Historically, tuition reimbursement largely was used as a recruiting tool primarily directed at new hires recently out of high school or college. The standard for defining the value of the tuition-reimbursement policy was most often external, where companies would compare this benefit with those offered by their direct competitors. Little analysis of the impact on turnover relative to the benefit had been done.
A research study appropriately titled “You Paid for the Skills, Now Keep Them: Tuition Reimbursement and Voluntary Turnover” in the Academy of Management Journal presents hard evidence on how to focus on this resource.
The study includes a literature search of company tuition-reimbursement best practices.
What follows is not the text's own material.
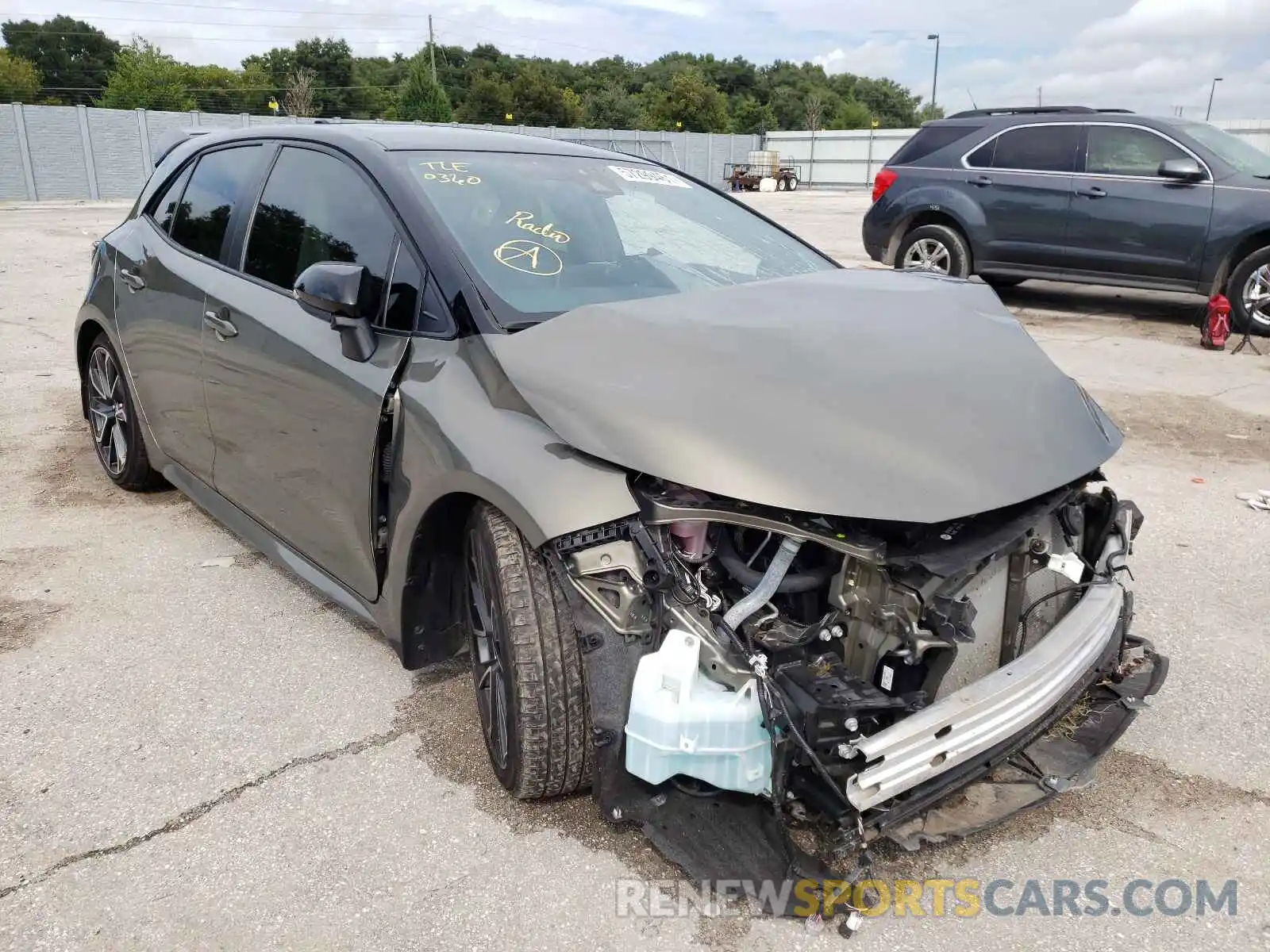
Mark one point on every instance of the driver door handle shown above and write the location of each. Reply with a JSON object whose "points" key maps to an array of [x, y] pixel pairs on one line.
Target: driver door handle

In a longitudinal study of 9,439 high-technology workers over four and a half years, the researchers statistically derived three very important conclusions.
The first shows that when related to subsequent promotions that recognize the new skills acquired, the voluntary turnover rates were 55 percent lower than for those employees who were promoted but did not take part in tuition reimbursement.
This clearly establishes the conclusion that when managed properly, investment in human capital in the form of tuition reimbursement can significantly decrease turnover while increasing the value of employees’ skills and knowledge.
The negative impact analyzed in the study dealt with turnover on those who received a graduate degree but had not been promoted. In this critical population of employees, those awarded a graduate degree were actually 127 percent more likely to quit than employees who took classes but had not completed degrees. In this case, the expenditures the company made to improve advanced skills and knowledge actually increased turnover.
This implies tuition-reimbursement benefits that are distributed to increase skills can reduce turnover, when correctly managed, after the degree is awarded. On the other hand, when mismanaged, the very same resource can increase turnover.
The bottom line of this research is that the laser-guided missile of tuition reimbursement is very important in the turnover war. The general implications of this and other academic research are extended to help define policies and procedures that further increase the return on investment on the company expenditures for tuition reimbursement.
In the United States, corporations spend about $20 billion a year on employee education in the form of tuition reimbursement.
These expenditures have the potential to develop the critical managerial skills required to further reduce turnover through improved supervisor skills while enhancing the overall skills and knowledge of the organization.
Given the importance of learning to increase employee engagement, the secondary business benefits of the policy provide a true twofer to the organization.
This research offers the critical insight that these positive business outcomes are not serendipitous — they take planning, policies, data and analysis to assure the investment results in corporate successes, including reduced turnover.